Imagine you’re sitting at your desk at work on a Monday morning, and you have 218 unread emails in your inbox. You are part of a team at work, and so you have multiple people in multiple roles that you interact with each day: supervisors, team leaders, colleagues, customers, administrators, clients, members of the public, bureaucrats, etc. Your job entails that you yourself fulfill diverse roles throughout the day and week–you not only fulfill your main job duties,but you might serve on committees, take phone calls from frustrated clients or curious would-be customers, take and give advice from co-workers, and any other of the myriad, complex tasks and roles we perform at work that are in some ways intangible and invisible, but make up what we call our “job.”
Now, imagine that in the midst of all this, you get an email with an attachment from an unknown sender named “resumedraft1.docx” and the message in the email was “see attached.” If you didn’t delete this email right away, you might have some questions. Questions like:
- What the f*ck is this?
- Who the f*ck sent this?
- Why the f*ck am I reading this?
- What the f*ck am I supposed to do with this?
Cover letters are important documents that accompany other kinds of documents: resumes, reports, proposals, etc. A cover letter provide background and context for the document they are accompanying. Cover letters can come in many forms, ranging from formal to informal (letters, emails, short messages, etc.) and can accompany many different types of documents.
To understand how to write an effective cover letter, you need to understand the perspective of the person who is reading it, like in the scenario above. The important thing is not to strictly follow some generic set of rules, but to imagine the situation in which your reader is interacting with your document.
No matter what form they take or what kind of document they are “covering,” the job of a cover letter boils down to 4 main points: the four “f*cks”:
- What the f*ck is the document the cover letter is “covering.”. That is, a cover letter introduces the accompanying document, provides some brief background and explains the purpose of the accompanying document.
- Who the f*ck sent it. Cover letters also introduce the person, or group, who is sending the document, provides some basic background about those people, and provides contact information for them as well.

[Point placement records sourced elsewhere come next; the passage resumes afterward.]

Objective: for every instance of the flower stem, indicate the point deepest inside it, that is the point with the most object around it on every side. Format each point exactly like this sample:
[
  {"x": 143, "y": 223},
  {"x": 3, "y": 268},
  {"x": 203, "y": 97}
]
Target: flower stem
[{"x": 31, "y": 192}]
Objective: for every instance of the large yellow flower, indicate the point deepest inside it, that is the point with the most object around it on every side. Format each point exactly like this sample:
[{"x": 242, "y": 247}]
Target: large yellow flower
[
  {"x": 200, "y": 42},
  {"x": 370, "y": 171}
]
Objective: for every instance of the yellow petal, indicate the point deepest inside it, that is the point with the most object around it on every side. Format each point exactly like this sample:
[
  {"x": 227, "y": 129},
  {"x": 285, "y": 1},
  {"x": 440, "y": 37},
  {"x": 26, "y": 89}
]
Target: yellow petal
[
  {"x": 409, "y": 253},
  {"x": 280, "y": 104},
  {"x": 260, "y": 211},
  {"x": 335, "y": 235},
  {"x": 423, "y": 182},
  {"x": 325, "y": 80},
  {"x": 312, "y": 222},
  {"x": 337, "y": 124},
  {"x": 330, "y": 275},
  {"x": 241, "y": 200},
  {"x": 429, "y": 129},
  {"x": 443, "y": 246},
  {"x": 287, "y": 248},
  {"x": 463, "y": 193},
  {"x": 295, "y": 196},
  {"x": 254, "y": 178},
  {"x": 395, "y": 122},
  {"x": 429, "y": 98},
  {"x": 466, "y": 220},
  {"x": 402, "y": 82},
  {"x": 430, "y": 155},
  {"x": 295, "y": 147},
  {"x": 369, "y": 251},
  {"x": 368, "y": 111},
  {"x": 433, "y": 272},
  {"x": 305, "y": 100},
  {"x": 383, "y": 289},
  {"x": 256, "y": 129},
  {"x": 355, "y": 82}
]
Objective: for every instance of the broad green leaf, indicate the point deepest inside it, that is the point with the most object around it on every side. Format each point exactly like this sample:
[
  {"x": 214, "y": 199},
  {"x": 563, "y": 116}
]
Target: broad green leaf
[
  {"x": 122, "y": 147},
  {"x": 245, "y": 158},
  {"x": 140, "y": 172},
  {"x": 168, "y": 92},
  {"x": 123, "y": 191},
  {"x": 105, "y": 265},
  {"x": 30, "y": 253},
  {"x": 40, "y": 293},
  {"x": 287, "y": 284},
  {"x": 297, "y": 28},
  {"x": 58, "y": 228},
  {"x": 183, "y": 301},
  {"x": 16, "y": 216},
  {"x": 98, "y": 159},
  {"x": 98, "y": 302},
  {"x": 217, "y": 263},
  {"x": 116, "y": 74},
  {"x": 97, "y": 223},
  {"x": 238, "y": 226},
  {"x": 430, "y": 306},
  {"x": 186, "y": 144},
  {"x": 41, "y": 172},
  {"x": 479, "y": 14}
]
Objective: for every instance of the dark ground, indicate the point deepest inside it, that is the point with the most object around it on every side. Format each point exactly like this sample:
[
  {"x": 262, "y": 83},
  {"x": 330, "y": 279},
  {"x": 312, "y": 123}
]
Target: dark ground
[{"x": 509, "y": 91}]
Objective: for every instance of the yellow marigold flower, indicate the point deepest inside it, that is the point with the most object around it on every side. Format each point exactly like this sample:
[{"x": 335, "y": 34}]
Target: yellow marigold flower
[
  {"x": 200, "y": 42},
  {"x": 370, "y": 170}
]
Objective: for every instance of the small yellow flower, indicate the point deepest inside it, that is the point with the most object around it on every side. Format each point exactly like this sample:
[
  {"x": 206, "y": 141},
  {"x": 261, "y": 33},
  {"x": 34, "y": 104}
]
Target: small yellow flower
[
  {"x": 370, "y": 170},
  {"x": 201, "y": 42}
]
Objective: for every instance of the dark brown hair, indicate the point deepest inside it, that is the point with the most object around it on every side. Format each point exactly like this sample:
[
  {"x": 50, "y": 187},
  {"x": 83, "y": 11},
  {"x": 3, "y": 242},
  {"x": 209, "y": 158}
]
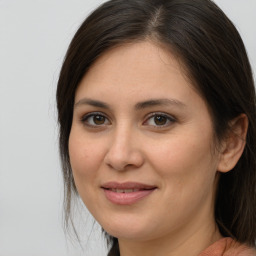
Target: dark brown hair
[{"x": 212, "y": 51}]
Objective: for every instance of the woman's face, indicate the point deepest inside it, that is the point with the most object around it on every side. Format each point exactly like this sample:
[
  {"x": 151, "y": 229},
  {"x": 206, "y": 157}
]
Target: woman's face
[{"x": 141, "y": 145}]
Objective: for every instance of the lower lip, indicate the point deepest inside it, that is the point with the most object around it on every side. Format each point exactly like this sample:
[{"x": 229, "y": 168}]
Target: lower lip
[{"x": 126, "y": 198}]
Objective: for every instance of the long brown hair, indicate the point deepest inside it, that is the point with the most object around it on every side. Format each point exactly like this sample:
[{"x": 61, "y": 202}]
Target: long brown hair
[{"x": 212, "y": 51}]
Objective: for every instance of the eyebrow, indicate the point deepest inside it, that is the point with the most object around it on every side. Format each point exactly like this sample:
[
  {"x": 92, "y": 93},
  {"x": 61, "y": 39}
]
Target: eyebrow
[
  {"x": 138, "y": 106},
  {"x": 159, "y": 102},
  {"x": 91, "y": 102}
]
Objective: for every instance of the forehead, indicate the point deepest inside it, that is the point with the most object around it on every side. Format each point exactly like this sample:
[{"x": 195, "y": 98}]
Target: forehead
[{"x": 135, "y": 67}]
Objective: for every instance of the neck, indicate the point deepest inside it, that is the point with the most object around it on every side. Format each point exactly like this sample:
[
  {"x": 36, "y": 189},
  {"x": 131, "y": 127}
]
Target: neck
[{"x": 192, "y": 240}]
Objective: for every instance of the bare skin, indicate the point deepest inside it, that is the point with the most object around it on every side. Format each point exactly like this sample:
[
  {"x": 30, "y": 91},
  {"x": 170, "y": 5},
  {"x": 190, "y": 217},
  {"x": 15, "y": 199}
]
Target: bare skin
[{"x": 137, "y": 118}]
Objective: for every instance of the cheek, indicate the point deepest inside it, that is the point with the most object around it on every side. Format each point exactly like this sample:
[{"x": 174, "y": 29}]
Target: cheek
[
  {"x": 85, "y": 158},
  {"x": 184, "y": 160}
]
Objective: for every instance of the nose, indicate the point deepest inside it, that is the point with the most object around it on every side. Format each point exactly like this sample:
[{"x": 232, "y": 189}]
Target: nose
[{"x": 124, "y": 151}]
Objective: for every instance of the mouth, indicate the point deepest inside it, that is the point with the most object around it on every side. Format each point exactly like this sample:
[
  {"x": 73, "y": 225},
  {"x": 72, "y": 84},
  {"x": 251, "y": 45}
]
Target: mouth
[{"x": 126, "y": 193}]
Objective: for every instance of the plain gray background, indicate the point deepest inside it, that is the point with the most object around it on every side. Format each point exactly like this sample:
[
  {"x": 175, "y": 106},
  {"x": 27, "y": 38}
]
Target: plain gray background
[{"x": 34, "y": 36}]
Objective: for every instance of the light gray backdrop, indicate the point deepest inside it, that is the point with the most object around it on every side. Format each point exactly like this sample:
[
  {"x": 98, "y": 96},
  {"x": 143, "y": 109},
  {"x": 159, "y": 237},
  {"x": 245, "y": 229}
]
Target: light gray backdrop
[{"x": 34, "y": 35}]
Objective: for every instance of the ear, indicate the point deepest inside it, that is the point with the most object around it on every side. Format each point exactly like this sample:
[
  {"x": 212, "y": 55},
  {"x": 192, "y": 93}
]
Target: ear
[{"x": 233, "y": 145}]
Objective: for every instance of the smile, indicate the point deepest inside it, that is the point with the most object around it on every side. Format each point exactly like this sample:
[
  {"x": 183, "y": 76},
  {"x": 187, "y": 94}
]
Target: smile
[{"x": 126, "y": 193}]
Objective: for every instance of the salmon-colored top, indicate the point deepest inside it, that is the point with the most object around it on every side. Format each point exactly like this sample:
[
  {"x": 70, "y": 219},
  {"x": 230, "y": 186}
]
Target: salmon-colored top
[{"x": 228, "y": 247}]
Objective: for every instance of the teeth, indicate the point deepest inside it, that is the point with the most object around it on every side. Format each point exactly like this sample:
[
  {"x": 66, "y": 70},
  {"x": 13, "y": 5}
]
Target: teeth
[{"x": 124, "y": 190}]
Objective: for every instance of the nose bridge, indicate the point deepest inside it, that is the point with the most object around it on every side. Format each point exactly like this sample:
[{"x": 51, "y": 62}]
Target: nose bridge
[{"x": 123, "y": 149}]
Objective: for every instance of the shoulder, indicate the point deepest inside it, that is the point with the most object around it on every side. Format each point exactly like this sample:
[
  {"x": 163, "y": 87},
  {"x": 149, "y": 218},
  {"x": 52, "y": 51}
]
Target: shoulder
[{"x": 228, "y": 247}]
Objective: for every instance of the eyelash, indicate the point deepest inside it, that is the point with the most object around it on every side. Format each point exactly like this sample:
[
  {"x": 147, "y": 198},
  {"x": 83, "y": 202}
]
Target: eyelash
[
  {"x": 86, "y": 117},
  {"x": 169, "y": 119}
]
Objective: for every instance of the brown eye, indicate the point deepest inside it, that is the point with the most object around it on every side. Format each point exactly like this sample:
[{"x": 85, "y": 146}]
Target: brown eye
[
  {"x": 95, "y": 120},
  {"x": 99, "y": 120},
  {"x": 160, "y": 120}
]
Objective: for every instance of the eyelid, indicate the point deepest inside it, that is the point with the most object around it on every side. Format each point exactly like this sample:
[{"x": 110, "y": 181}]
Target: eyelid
[
  {"x": 85, "y": 117},
  {"x": 170, "y": 118}
]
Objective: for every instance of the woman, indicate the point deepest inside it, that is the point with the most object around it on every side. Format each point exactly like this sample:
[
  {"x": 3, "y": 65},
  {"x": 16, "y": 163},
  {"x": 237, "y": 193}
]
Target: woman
[{"x": 156, "y": 106}]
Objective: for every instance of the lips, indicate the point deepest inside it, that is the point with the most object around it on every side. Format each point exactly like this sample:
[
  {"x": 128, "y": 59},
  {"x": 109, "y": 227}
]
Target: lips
[{"x": 126, "y": 193}]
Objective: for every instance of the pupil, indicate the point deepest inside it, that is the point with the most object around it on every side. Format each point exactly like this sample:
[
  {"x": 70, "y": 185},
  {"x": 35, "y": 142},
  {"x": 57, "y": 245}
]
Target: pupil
[
  {"x": 99, "y": 120},
  {"x": 160, "y": 120}
]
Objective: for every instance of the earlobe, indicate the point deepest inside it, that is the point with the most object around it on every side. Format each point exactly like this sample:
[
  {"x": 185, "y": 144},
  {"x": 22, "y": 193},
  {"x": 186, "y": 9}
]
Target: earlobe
[{"x": 233, "y": 146}]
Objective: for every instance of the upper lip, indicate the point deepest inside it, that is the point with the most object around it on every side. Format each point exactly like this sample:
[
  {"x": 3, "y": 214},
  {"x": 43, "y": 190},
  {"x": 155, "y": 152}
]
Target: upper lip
[{"x": 127, "y": 185}]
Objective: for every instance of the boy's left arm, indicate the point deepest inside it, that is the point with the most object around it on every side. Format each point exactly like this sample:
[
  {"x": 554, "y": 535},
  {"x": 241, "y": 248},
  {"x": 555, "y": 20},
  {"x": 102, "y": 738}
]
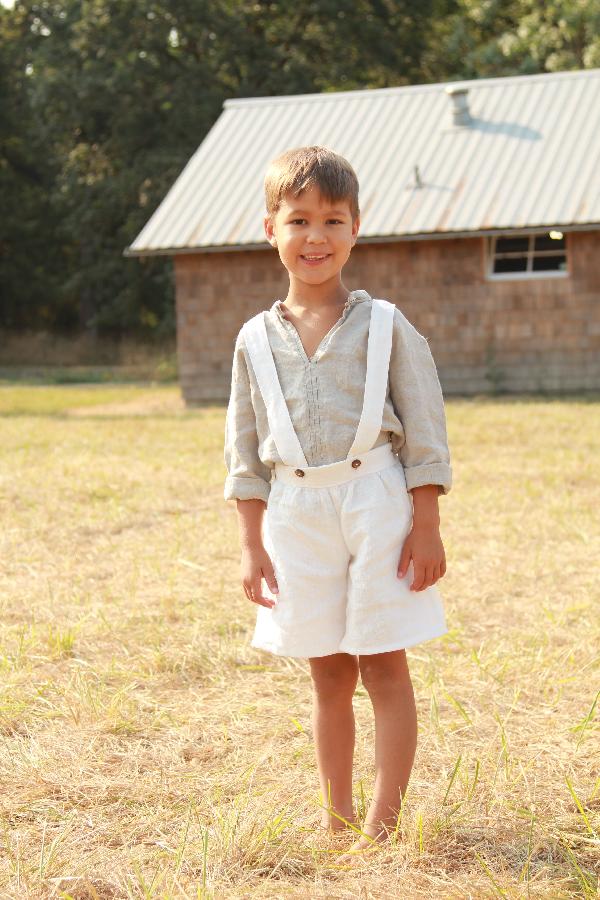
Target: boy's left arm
[
  {"x": 417, "y": 397},
  {"x": 423, "y": 543}
]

- Why the f*ck I’m reading it. This is the “why should I care” question. Cover letters help to bridge the purpose of the sender with the purpose of the receiver. You can also think of this as “pointing out the obvious” : you need to tell the reader why this matters to them.

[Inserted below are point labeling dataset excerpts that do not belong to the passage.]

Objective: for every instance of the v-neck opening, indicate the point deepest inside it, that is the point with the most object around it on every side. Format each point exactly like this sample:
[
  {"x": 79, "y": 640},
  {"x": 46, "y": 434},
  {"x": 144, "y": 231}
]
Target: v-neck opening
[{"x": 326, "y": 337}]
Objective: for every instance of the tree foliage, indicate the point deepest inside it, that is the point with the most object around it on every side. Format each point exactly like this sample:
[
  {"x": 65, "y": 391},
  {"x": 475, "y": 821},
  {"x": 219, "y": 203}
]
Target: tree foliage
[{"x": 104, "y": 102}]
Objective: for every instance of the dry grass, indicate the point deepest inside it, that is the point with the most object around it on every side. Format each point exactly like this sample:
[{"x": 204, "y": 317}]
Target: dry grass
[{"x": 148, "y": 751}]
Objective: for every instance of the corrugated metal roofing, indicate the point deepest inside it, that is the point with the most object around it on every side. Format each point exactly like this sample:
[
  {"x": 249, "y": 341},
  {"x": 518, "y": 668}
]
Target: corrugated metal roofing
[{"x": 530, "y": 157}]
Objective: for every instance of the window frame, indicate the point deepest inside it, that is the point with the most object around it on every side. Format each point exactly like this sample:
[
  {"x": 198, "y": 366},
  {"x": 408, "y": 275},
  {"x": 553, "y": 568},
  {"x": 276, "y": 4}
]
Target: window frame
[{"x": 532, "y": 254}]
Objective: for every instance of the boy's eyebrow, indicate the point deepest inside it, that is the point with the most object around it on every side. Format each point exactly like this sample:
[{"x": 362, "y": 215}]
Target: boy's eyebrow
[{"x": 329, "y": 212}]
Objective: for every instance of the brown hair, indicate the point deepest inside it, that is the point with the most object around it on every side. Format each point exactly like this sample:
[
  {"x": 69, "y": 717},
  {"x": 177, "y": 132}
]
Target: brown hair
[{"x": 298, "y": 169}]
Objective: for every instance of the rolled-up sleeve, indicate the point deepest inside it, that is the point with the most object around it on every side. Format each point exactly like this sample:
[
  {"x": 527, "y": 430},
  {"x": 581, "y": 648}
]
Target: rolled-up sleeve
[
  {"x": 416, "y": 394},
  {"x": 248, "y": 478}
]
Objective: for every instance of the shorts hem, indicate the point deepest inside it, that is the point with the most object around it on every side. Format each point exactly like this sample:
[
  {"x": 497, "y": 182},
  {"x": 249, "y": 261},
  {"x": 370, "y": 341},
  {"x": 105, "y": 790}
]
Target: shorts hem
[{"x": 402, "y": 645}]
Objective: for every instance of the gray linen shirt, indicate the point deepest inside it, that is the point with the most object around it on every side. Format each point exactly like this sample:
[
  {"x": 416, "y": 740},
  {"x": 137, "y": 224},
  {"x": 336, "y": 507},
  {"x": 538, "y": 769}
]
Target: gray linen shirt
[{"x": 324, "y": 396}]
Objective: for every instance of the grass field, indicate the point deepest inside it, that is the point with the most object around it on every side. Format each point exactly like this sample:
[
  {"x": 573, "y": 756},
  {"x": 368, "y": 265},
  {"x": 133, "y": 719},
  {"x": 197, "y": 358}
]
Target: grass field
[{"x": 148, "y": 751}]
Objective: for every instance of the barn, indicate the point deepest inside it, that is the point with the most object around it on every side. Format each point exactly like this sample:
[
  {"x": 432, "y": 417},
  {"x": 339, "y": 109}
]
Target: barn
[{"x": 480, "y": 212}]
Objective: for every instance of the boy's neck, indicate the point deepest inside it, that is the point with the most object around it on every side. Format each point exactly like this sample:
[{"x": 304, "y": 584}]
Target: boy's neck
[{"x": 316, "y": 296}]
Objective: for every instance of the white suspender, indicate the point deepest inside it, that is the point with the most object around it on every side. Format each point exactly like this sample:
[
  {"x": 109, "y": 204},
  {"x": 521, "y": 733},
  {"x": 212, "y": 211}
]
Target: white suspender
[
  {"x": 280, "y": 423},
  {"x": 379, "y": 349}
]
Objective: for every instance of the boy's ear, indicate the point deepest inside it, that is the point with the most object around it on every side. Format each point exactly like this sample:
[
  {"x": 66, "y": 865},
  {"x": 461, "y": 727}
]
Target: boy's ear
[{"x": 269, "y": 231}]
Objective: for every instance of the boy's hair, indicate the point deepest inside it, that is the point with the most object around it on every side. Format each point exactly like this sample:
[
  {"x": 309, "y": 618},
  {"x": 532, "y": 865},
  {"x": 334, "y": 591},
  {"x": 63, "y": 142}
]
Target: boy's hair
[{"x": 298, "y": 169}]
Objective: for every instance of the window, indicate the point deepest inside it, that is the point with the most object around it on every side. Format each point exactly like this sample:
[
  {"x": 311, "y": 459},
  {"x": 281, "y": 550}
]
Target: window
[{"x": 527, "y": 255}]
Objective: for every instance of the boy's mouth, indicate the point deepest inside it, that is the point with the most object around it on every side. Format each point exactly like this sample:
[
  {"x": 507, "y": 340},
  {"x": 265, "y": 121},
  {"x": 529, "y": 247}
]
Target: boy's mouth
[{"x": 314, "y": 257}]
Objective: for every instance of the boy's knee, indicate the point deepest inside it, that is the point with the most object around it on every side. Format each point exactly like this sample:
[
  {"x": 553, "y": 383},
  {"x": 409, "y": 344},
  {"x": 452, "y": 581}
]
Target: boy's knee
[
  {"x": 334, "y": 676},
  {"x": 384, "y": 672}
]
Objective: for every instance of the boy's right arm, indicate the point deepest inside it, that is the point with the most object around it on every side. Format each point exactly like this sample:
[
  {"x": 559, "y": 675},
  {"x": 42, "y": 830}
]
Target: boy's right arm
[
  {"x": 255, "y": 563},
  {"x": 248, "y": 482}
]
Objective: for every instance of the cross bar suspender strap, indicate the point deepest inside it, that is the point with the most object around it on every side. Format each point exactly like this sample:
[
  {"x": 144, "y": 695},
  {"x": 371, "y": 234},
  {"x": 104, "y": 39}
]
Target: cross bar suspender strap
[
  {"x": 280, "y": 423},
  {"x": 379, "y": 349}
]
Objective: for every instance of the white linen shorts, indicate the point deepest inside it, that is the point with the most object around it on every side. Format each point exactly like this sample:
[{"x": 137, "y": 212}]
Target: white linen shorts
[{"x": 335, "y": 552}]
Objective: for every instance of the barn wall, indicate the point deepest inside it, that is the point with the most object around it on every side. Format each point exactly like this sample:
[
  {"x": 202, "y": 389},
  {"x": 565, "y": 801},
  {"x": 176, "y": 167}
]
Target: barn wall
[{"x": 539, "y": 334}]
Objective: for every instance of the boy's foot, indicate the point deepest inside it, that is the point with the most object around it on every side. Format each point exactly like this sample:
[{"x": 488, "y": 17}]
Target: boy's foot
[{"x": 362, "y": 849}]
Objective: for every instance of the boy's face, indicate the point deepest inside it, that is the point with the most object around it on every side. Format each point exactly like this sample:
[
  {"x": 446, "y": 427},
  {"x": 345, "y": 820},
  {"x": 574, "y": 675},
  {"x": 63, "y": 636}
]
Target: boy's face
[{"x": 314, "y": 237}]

- What the f*ck I’m supposed to do with it. The cover letter not only explains the accompanying document,why it was sent and who sent it, but leaves the reader with an indication of what action they are supposed to take, or what action the sender hopes the reader will take. Again, this might seem obvious to the sender, who has only one main purpose in mind when preparing and sending the attachment. However, for the busy reader, it is not obvious.
So, let’s apply the four “f*cks” to the above scenario to illustrate the importance of having a cover letter for your resume (which, by the way, you should never name something as generic as “resumedraft”). Your cover letter should:
- Explain that the attached document is your resume, which you are sending because you are responding to a job posting and want to be considered for that particular job.
- Introduces you to someone you don’t know and provides necessary information about you and summarizes your main qualifications and interest in the job. The cover letter is a chance to convey your personality. It also provides your contact information.
- The company in question may have several jobs open at the moment. The cover letter indicates which specific job posting you are responding to and what to be considered for. This is important because you don’t want to submit your resume for a graphic design job if your area of expertise is landscaping. Also, that company might have several different people involved in the process of interviewing and hiring potential candidates and you might have mistakenly sent your resume to the wrong person. If you provide enough context in your cover letter, you have a better shot of it making it to the right person because the reader will know what the f*ck to do with it.
- The cover letter always ends with an invitation for the reader to call the sender in for an interview. Your resume might have an email address, physical address, and multiple phone numbers listed. Here in the cover letter, the call to action indicates the best way of contacting you.
So cover letters are really important and serve multiple functions. There’s one other main function of a cover letter: to demonstrate your communication ability. Since the cover letter is written in “long form” with complete sentences, paragraphs, and designed as a letter, it gives the reader an opportunity to get an idea of how you write and how closely you pay attention to detail. Unfortunately, in my experience people take less time working on their cover letters than on their resumes.